由于 skynet 服务并非独立进程,所以服务间的通讯也可以被实现的高效的多。另一方面,由于这些服务同时存在于同一个 skynet 进程下,我们可以认为它们同生共死。在编写服务间协作的代码时,不用刻意考虑对方是否还活着、通讯是否可靠的问题。大多数 skynet 服务使用 lua 编写,lua 的虚拟机帮助我们隔离了服务。虽然 skynet 的基础框架设计时并没有限制服务的实现形式,理论上可以用其它语言实现 skynet 服务,但作为刚接触 skynet 的开发者,可以忽略这些细节,仅使用 Lua 做开发。
Because Skynet Service is not an independent process, so it's much more efficient to communicate between different Services. On the other hand, because these Services are running within the same Skynet process, they swim or sink together. When developing an application that requires Services collaboration, we don't need to care if the other service is still alive or if the connection is still reliable. Most of Skynet services are developed in Lua, whose virtual machine helps to isolate each service. Although when in the Skynet framework initial design, there is no limitation on how you develop services, in theory, you can develop Skynet service in other languages instead of using Lua. But if you are new to Skynet, you can skip these details and simply choose Lua.
简单说,可以把 skynet 理解为一个简单的操作系统,它可以用来调度数千个 lua 虚拟机,让它们并行工作。每个 lua 虚拟机都可以接收处理其它虚拟机发送过来的消息,以及对其它虚拟机发送消息。每个 lua 虚拟机,可以看成 skynet 这个操作系统下的独立进程,你可以在 skynet 工作时启动新的进程、销毁不再使用的进程、还可以通过调试控制台监管它们。skynet 同时掌控了外部的网络数据输入,和定时器的管理;它会把这些转换为一致的(类似进程间的消息)消息输入给这些进程。
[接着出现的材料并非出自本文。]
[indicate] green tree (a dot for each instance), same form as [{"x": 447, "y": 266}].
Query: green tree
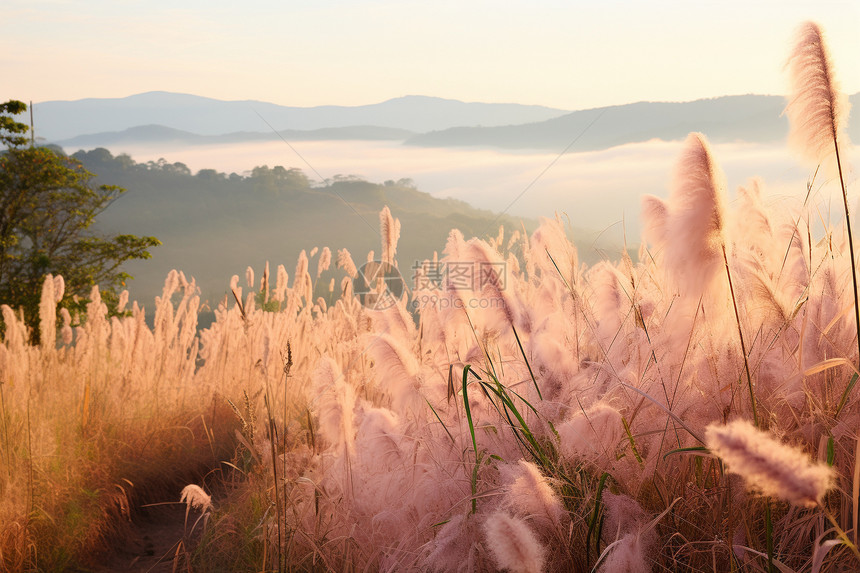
[{"x": 48, "y": 204}]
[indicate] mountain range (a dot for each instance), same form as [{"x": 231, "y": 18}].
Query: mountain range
[
  {"x": 60, "y": 120},
  {"x": 156, "y": 117}
]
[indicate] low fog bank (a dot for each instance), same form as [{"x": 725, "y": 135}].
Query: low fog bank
[{"x": 597, "y": 190}]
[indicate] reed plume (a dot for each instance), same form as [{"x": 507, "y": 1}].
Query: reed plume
[
  {"x": 769, "y": 466},
  {"x": 390, "y": 231},
  {"x": 324, "y": 262},
  {"x": 513, "y": 545},
  {"x": 818, "y": 112},
  {"x": 696, "y": 222},
  {"x": 345, "y": 262}
]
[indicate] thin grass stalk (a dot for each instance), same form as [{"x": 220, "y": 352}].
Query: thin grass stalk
[
  {"x": 741, "y": 337},
  {"x": 850, "y": 245},
  {"x": 278, "y": 509},
  {"x": 466, "y": 371},
  {"x": 529, "y": 366},
  {"x": 768, "y": 522},
  {"x": 6, "y": 431}
]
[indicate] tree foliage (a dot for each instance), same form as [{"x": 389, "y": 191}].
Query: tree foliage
[{"x": 48, "y": 204}]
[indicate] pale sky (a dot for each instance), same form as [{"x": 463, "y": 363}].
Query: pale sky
[{"x": 565, "y": 54}]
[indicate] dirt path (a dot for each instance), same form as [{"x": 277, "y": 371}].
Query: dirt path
[{"x": 158, "y": 542}]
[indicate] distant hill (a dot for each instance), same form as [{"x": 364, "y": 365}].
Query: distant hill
[
  {"x": 163, "y": 134},
  {"x": 213, "y": 226},
  {"x": 751, "y": 118},
  {"x": 62, "y": 120},
  {"x": 159, "y": 117}
]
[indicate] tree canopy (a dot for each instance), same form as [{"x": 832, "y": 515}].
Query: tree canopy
[{"x": 48, "y": 204}]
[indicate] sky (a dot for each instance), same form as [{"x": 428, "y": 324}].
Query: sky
[{"x": 563, "y": 54}]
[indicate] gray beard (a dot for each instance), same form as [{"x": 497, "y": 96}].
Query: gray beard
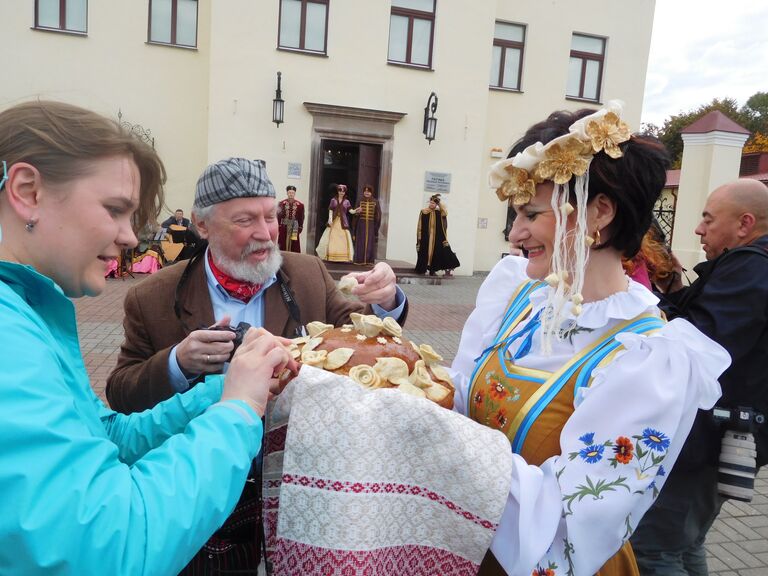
[{"x": 245, "y": 271}]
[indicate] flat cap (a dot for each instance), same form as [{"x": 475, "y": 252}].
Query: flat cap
[{"x": 233, "y": 178}]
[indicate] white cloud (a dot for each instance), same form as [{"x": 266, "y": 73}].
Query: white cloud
[{"x": 702, "y": 50}]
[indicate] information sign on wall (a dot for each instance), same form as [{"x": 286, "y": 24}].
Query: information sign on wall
[{"x": 437, "y": 182}]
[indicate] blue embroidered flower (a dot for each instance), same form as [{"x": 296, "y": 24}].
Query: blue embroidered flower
[
  {"x": 655, "y": 440},
  {"x": 588, "y": 438},
  {"x": 592, "y": 453}
]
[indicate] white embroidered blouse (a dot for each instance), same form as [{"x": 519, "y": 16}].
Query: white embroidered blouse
[{"x": 576, "y": 509}]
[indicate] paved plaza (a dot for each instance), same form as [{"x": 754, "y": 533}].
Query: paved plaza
[{"x": 737, "y": 544}]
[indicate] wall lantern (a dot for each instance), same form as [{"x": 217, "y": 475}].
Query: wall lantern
[
  {"x": 430, "y": 122},
  {"x": 278, "y": 104}
]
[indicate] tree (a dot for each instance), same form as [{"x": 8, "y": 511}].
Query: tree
[
  {"x": 669, "y": 133},
  {"x": 756, "y": 108}
]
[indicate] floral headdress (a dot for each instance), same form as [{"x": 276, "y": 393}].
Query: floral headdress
[{"x": 561, "y": 160}]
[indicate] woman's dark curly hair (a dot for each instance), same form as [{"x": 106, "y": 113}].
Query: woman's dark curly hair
[{"x": 633, "y": 181}]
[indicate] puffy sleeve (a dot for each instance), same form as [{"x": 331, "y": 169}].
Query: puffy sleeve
[
  {"x": 576, "y": 510},
  {"x": 481, "y": 326}
]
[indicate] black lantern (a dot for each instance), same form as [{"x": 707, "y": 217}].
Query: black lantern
[
  {"x": 278, "y": 104},
  {"x": 430, "y": 122}
]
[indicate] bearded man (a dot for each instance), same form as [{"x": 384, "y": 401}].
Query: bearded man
[{"x": 241, "y": 277}]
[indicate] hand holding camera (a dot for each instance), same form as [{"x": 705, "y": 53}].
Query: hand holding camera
[{"x": 206, "y": 350}]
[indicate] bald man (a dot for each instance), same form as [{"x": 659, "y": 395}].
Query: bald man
[{"x": 729, "y": 303}]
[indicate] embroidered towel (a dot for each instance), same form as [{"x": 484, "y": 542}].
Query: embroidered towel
[{"x": 378, "y": 482}]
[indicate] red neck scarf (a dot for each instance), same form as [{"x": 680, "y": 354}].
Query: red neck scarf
[{"x": 236, "y": 288}]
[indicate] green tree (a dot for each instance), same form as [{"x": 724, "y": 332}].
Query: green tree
[{"x": 669, "y": 133}]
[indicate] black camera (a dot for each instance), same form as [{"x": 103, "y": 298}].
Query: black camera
[
  {"x": 239, "y": 332},
  {"x": 737, "y": 465}
]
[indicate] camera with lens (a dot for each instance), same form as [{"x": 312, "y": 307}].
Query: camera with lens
[
  {"x": 737, "y": 465},
  {"x": 239, "y": 332}
]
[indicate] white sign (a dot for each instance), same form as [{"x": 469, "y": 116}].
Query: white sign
[
  {"x": 294, "y": 170},
  {"x": 437, "y": 182}
]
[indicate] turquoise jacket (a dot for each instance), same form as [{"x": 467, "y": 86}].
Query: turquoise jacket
[{"x": 86, "y": 490}]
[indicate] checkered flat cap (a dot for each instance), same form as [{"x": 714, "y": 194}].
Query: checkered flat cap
[{"x": 233, "y": 178}]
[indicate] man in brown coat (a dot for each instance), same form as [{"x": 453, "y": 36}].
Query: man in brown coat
[{"x": 241, "y": 277}]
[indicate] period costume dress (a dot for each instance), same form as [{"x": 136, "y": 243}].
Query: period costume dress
[
  {"x": 336, "y": 242},
  {"x": 367, "y": 220},
  {"x": 290, "y": 214},
  {"x": 595, "y": 426},
  {"x": 434, "y": 251}
]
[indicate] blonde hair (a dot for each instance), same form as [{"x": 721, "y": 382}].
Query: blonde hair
[{"x": 60, "y": 140}]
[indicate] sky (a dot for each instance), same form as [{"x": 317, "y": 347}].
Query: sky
[{"x": 705, "y": 49}]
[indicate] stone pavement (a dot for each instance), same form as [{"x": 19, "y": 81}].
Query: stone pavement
[{"x": 737, "y": 543}]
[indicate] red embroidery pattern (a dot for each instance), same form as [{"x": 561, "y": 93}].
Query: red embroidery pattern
[
  {"x": 276, "y": 440},
  {"x": 386, "y": 488},
  {"x": 297, "y": 558}
]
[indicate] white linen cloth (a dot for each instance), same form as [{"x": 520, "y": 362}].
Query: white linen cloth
[
  {"x": 378, "y": 482},
  {"x": 576, "y": 510}
]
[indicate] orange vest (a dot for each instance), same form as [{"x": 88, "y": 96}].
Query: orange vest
[{"x": 532, "y": 406}]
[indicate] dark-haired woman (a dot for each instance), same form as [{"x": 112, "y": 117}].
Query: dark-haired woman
[
  {"x": 569, "y": 358},
  {"x": 336, "y": 242},
  {"x": 87, "y": 490}
]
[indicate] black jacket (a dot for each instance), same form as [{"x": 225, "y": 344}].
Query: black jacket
[{"x": 729, "y": 303}]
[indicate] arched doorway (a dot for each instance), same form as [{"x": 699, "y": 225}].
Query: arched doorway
[
  {"x": 354, "y": 144},
  {"x": 352, "y": 163}
]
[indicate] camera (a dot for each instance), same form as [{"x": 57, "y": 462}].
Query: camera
[
  {"x": 737, "y": 466},
  {"x": 239, "y": 332}
]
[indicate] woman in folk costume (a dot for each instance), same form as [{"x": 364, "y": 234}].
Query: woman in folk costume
[
  {"x": 366, "y": 227},
  {"x": 432, "y": 248},
  {"x": 336, "y": 242},
  {"x": 569, "y": 357}
]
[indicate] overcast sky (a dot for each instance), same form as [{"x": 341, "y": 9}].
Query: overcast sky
[{"x": 705, "y": 49}]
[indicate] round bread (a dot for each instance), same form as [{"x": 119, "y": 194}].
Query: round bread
[{"x": 367, "y": 351}]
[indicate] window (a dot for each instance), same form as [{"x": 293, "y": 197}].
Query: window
[
  {"x": 411, "y": 30},
  {"x": 304, "y": 25},
  {"x": 585, "y": 70},
  {"x": 173, "y": 22},
  {"x": 69, "y": 15},
  {"x": 507, "y": 58}
]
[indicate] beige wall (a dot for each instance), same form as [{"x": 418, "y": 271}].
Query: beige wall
[
  {"x": 626, "y": 24},
  {"x": 164, "y": 89},
  {"x": 205, "y": 104}
]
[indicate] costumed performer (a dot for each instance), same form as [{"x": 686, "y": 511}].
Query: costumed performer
[
  {"x": 290, "y": 214},
  {"x": 433, "y": 250},
  {"x": 94, "y": 491},
  {"x": 336, "y": 242},
  {"x": 366, "y": 227},
  {"x": 570, "y": 358}
]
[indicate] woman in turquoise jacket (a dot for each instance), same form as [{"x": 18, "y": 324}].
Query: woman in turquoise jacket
[{"x": 87, "y": 490}]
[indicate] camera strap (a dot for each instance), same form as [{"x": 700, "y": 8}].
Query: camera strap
[{"x": 290, "y": 302}]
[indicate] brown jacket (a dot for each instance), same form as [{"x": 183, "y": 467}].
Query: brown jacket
[{"x": 140, "y": 379}]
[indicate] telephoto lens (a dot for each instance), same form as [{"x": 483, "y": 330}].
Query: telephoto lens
[{"x": 737, "y": 466}]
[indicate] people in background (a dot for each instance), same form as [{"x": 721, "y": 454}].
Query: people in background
[
  {"x": 177, "y": 219},
  {"x": 290, "y": 213},
  {"x": 433, "y": 250},
  {"x": 729, "y": 303},
  {"x": 336, "y": 242},
  {"x": 366, "y": 222}
]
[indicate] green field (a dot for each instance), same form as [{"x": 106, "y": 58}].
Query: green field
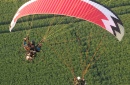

In short, you can view Skynet as a basic operating system. It can manage thousands of Lua VM and make them work parallelly. Each Lua VM can send messages to or receive messages from other Lua VMs. Each Lua VM can be seen as an independent process running in the Skynet OS, you can start a new process, destroy the unused processes, or you can monitor them with debugging tools when Skynet is running. Skynet manages external network data and one-shot timer and it converts these into standard messages (similar to messages between OS processes) as the input of these processes.
例如:
在网络游戏中,你可以为每个在线用户创建一个 lua 虚拟机(skynet 称之为 lua 服务),姑且把它称为 agent 。用户在不和其它用户交互而仅仅自娱自乐时,agent 完全可以满足要求。agent 在用户上线时,从数据库加载关联于它的所有数据到 lua vm 中,对用户的网络请求做出反应。当然你也可以让一个 lua 服务管理多个在线用户,每个用户是 lua 虚拟机内的一个对象。
For example:
To run an online game, you can create a Lua VM for each online user (it's called Lua Service in Skynet), let's say, Agent. If a user only plays on its own and doesn't interact with other people, one Agent can do all the work. An Agent loads all user data into Lua VM when a user is online and responds to all online requests. You can have one Lua Service manage multiple users, of course, then each user is an object of Lua VM.
你还可以用独立的服务处理网络游戏中的副本(或是战场),处理玩家和玩家间,玩家协同对战 AI 的战斗。agent 会和副本服务通过消息进行交互,而不必让用户客户端直接与副本通讯。
You can also use a single Service to process an instance dungeon (or battle), the interaction of users, or AI battles between multiple users. An agent can talk to instance dungeon with messages and client doesn't need to talk with instance dungeon directly.
这些都是具体的游戏服务器架构设计,skynet 并没有要求你应该怎么做,甚至不会建议你该怎么做。一切等你设计时做出决断。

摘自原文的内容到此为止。